Sequence order in the column oriented formats chapter of book Hadoop the definitive guide?

115 views Asked by At

In page 137 of Hadoop: The definitive guide 4th edition, it talks about column oriented formats file and shows a picture below.

enter image description here

In the RCFile, why the sequence order of numbers is 1,4,2,5,3,6,7,10,8,11,9,12 rather than 1,4,7,10,2,5,8,11,3,6,9,12?

1

There are 1 answers

1
leftjoin On BEST ANSWER

First of all, RC is not columnar file, it is Record Columnar file. RC as well as ORC are splittable. This means you do not read all the file to get only few rows and it can be read in parallel by many containers. And this is why we need splits.

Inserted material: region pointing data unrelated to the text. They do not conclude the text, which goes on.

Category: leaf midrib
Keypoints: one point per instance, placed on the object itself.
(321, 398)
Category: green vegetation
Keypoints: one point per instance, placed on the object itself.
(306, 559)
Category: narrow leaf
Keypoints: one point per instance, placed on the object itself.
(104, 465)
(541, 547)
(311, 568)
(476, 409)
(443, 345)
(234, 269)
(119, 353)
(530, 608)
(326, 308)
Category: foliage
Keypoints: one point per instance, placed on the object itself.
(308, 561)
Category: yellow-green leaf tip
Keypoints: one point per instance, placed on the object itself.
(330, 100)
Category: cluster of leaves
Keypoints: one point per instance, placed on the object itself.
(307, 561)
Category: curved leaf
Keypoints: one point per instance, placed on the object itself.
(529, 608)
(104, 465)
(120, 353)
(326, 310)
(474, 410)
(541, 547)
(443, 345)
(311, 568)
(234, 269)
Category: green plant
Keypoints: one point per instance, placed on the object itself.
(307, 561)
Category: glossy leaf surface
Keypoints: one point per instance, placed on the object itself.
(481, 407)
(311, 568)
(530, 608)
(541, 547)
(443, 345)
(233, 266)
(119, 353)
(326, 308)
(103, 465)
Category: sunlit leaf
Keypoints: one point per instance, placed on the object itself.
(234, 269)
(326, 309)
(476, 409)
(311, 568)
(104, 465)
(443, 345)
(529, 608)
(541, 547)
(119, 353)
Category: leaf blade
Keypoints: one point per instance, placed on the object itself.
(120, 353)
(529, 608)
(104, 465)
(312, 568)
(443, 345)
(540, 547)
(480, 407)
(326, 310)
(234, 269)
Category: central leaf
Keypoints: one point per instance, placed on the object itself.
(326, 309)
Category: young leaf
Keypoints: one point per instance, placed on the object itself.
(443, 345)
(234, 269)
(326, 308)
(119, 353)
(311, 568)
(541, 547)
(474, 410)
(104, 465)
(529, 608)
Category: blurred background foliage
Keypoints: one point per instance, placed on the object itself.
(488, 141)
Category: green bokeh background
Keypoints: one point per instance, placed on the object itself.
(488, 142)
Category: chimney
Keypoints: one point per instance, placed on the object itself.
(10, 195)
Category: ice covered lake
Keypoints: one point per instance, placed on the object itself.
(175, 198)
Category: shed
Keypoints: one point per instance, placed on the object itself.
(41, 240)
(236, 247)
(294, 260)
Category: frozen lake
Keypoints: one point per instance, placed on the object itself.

Splits contain rows that are grouped together and can be read independent of each other, and at the same time columns are also grouped inside splits. Similar data can be compressed better, so if columns are grouped together, it improves compression. In your example one split contains only two rows, but it can contain 10000 or more rows.

What the official documentation says about RC file:

  • As row-store, RCFile guarantees that data in the same row are located in the same node.

  • As column-store, RCFile can exploit column-wise data compression and skip unnecessary column reads.

Also read about ORC. Using indexes in ORC, stripes can be easily filtered on the lowest level. This feature is called predicate push down.